St. Petersburg, Florida
Salvador Dalí is neither American nor Russian, but he is responsible for bringing tourism to St. Petersburg. Housing the largest collection of the Spanish surrealist artist’s works outside of Europe, this Florida city’s Dalí museum is a work of art in itself, with a geodesic glass design bubbling over the building’s facade. St. Petersburg’s Museum of Fine Arts, Morean Arts Center, and Chihuly Collection of glassworks also appeal to art lovers. Post cultural excursions, hit the sugar-white beaches of the five islands comprising Fort de Soto park just offshore.
It’s no 17th-century palace, but the Woodford Reserve Distillery in Versailles, KY, is a National Historic Landmark that’s been churning out bourbon since 1812. Visitors can continue along the Bourbon Trail from there, with the nearby Wild Turkey distillery up next. Switch to wine at the Wildside Winery one day, or take the family on a tour of the city’s railroad museum. All ages are welcome at WinStar Farm where some of the US’ most impressive racehorses are bred. If thoroughbreds are really your thing, Churchill Downs is only an hour away in Louisville.

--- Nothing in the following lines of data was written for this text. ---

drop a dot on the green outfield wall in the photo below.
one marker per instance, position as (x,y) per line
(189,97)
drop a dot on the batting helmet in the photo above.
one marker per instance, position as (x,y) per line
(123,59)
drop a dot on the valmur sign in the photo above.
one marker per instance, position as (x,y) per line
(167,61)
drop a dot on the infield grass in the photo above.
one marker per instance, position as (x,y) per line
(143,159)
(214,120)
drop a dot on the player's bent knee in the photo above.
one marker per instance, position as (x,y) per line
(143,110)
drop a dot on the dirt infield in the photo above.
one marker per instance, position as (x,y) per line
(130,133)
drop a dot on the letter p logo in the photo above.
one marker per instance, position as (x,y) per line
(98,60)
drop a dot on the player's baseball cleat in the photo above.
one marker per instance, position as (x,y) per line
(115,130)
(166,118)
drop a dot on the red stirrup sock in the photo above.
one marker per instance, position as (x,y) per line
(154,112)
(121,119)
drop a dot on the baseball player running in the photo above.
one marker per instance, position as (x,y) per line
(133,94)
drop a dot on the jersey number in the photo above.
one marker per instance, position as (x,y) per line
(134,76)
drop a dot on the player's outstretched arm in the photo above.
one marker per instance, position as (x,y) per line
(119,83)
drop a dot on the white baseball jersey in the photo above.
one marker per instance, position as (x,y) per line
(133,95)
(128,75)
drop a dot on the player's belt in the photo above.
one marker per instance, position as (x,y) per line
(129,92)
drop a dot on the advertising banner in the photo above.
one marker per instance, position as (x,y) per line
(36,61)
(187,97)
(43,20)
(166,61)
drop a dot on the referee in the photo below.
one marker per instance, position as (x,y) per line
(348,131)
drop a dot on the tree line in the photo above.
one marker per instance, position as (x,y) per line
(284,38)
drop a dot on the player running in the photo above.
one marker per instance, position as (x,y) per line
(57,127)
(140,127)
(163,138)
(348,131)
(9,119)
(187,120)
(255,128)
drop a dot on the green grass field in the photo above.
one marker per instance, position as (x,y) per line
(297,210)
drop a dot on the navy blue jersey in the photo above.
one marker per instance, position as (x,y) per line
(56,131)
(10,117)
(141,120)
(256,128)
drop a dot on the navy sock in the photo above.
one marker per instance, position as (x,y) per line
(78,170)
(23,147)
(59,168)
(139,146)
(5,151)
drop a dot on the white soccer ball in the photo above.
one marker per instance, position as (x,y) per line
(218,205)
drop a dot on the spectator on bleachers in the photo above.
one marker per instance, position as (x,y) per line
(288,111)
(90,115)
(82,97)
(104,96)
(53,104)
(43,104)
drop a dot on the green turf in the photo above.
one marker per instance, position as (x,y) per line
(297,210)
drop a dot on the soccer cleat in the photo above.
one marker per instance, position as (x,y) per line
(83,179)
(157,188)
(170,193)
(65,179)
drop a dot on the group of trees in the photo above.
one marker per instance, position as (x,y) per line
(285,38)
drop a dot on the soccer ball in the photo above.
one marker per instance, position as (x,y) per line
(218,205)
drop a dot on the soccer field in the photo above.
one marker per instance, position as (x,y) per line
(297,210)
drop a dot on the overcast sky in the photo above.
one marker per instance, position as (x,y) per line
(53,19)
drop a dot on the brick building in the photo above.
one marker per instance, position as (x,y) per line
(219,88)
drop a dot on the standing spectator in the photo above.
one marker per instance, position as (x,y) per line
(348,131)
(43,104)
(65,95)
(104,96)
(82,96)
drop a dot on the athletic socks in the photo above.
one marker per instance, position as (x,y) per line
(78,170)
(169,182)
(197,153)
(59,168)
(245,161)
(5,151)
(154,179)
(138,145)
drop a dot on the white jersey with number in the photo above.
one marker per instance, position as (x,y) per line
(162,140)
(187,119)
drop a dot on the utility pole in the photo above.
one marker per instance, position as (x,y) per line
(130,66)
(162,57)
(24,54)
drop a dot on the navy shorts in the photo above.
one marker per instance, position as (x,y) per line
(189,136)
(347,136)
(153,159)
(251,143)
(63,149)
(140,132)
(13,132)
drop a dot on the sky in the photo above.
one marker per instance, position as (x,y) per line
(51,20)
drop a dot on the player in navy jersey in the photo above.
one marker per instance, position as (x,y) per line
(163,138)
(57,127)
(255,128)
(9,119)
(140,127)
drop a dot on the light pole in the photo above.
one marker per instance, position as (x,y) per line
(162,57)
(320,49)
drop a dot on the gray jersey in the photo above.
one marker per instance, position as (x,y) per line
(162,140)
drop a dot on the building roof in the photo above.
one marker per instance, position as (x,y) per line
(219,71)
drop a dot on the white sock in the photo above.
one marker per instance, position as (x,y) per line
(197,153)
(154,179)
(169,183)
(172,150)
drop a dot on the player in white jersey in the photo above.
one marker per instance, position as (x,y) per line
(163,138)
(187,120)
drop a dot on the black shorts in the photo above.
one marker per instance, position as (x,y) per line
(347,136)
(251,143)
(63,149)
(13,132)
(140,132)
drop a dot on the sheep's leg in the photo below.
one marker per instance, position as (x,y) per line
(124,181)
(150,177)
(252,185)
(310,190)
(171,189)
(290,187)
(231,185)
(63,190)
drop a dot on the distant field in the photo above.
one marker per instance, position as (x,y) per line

Nowhere near Austria, Vienna, VA, is a stone’s throw from one national capital: Washington, DC. It’s a sweet, simple town with a lot of scenic appeal. The Meadowlark Botanical Garden is a top draw, as is the Wolf Trap National Park for the Performing Arts, the only national park in the country dedicated to staging the arts. Come for pop, opera, jazz, or country performances in the fresh air, or make it a family outing at the Children’s Theatre-in-the-Woods. When it’s just the big kids, check out Jammin Java in town for live music, where even a big name like Paramore or Bon Iver might show up.